Después de su entrevista con el señor Royce, Claude condujo directamente hasta la casa del molino. Mientras subía la sombreada carretera, vio con decepción el destello de dos vestidos blancos, en vez de uno, moviéndose por el soleado jardín. La visita era Gladys Farmer, estaba de vacaciones. Había caminado hasta el molino con el frescor de la mañana para pasar el día con Enid. Ahora empezaban a recoger berros y se habían detenido en el jardín a oler los heliotropos. En esta tarde abrasadora, los ramilletes púrpura desprendían una fragancia que flotaba sobre el parterre y acariciaba sus mejillas como un aliento cálido. Las chicas levantaron la mirada al mismo tiempo y reconocieron a Claude. Le saludaron con la mano y se apresuraron a bajar hasta la puerta para felicitarle por su recuperación. Él les cogió sus pequeños cubos de hojalata y las siguió por la vieja presa. Subieron por el arenoso desfiladero, a lo largo de un claro hilo de agua que se deslizaba hasta Lovely Creek justo por encima del molino. Llegaron a la pedregosa colina donde nacía el riachuelo de un manantial formado en un hueco bajo las raíces expuestas de los olmos. Por todo el manantial y en la arenosa cama del poco profundo riachuelo, los berros nacían verdes y frescos.

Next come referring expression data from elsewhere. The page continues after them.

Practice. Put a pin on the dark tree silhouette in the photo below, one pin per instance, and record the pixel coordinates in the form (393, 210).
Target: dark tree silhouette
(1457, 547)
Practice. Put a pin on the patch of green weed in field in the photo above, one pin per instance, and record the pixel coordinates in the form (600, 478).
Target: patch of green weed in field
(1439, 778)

Gladys sabía apreciar los paisajes. Miró a su alrededor con satisfacción.
—De todos los lugares donde solíamos jugar, Enid, este era mi favorito —declaró.
—Vosotras sentaros allí, sobre las raíces del olmo —sugirió Claude—. En esta gravilla tan blanda, pongáis donde pongáis los pies, se llenará de agua. Os estropearéis vuestros zapatos blancos. Dejadme.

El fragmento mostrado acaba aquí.